Despite there being several different interpretations of AL being proposed at present, some of which seem to me and to others to depart from established teaching, I am not willing to suggest that anyone is excommunicated for it. I pray that the present confusion over how to apply Amoris Laetitia is resolved for the greater glory of God, and that His Church comes out stronger on the other side with all of her members intact.
If you ask if someone ought to be excommunicated, you ought to provide a case for excommunicating him.
Why do you think the Cardinal should be excommunicated, and why do you not include the others who co-authored the dubia?
You’d have to excommunicate others by this logic. What about the bishops of Kazakhstan who have recently made their views very clear (and in opposition to say the bishops of Malta or Argentina).
To the OP - as I said in your other thread, bishops can disagree with the Pope and remain Catholic bishops. There were many “progressive” bishops in years past who disagreed with St John Paul II and Benedict on various issues. They weren’t excommunicated. Now it’s the “traditionalist” bishops who disagree with the reigning Pope. The Pope isn’t a living prophet. Unless he definitively binds the Church, there is wiggle room.
WHAT? EXCOMMUNICATED HIMSELF? For what? Asking for clarification on an Encyclical? You’ve got to be kidding me, right?
I’ll tell you who’s excommunicated themselves…The Bishops who are going against the Church’s time honored teaching re: marriage and receiving the Eucharist. If in fact the Bishops of Malta have truthfully written to their people and Priests telling them they may receive ‘If they are at peace with God’, they indeed have excommunicated themselves. What they are permitting is completely against Church teaching. To make matters even worse, they are reportedly telling their Priests they MUST honor their ‘new directives’. OK…so they are DEMANDING that in some cases these Priests themselves commit mortal sin? Key word here is IF this is all true.
A.L. MUST be clarified in order to truly bring unity to the Church.
Are you resonding to my post? Because I don’t understand what you are saying. My point is that no logic has been made for excommunicating Card.
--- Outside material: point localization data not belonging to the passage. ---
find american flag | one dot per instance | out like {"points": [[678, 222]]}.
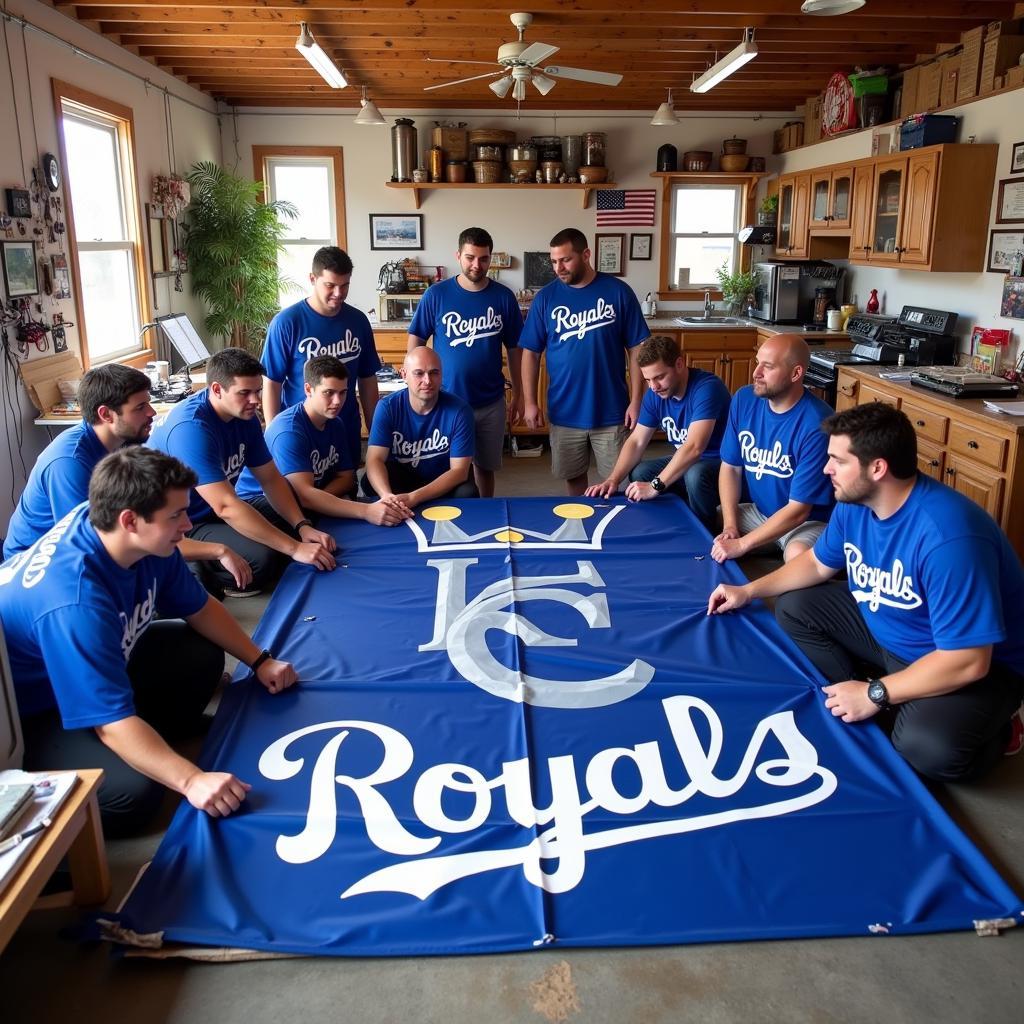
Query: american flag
{"points": [[630, 207]]}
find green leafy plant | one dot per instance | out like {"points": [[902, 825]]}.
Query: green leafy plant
{"points": [[736, 287], [231, 241]]}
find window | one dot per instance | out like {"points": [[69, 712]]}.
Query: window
{"points": [[311, 179], [704, 226], [103, 230]]}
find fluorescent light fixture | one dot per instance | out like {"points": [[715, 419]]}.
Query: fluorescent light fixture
{"points": [[369, 115], [543, 84], [325, 67], [733, 60], [501, 87], [666, 114], [829, 8]]}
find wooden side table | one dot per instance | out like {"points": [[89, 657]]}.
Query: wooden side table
{"points": [[76, 832]]}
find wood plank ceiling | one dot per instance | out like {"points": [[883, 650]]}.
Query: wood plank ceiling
{"points": [[243, 53]]}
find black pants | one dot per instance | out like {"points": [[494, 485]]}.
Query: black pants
{"points": [[950, 737], [266, 563], [403, 479], [173, 673]]}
Burke.
I saw this title and successfully predicted which poster created the thread, which should tell you something on a site with many thousands of posters.
The extreme rhetoric of a minority on both sides of this debate is growing tiresome.
If Cardinal Burke is excommunicated for asking questions, then you can probably excommunicate hundreds if not thousands of other cardinals, bishops, priests, and deacons that have been asking the same questions. Not to mention other laypersons and theologians that have questioned the more liberal interpretations of AL as well. The four Cardinals of note are not the only ones concerned with the ambiguity of the guidance in AL.
If so, he is taking a lot of Christians with him, including myself. What was it - mark your door with lamb’s blood? I’m on it.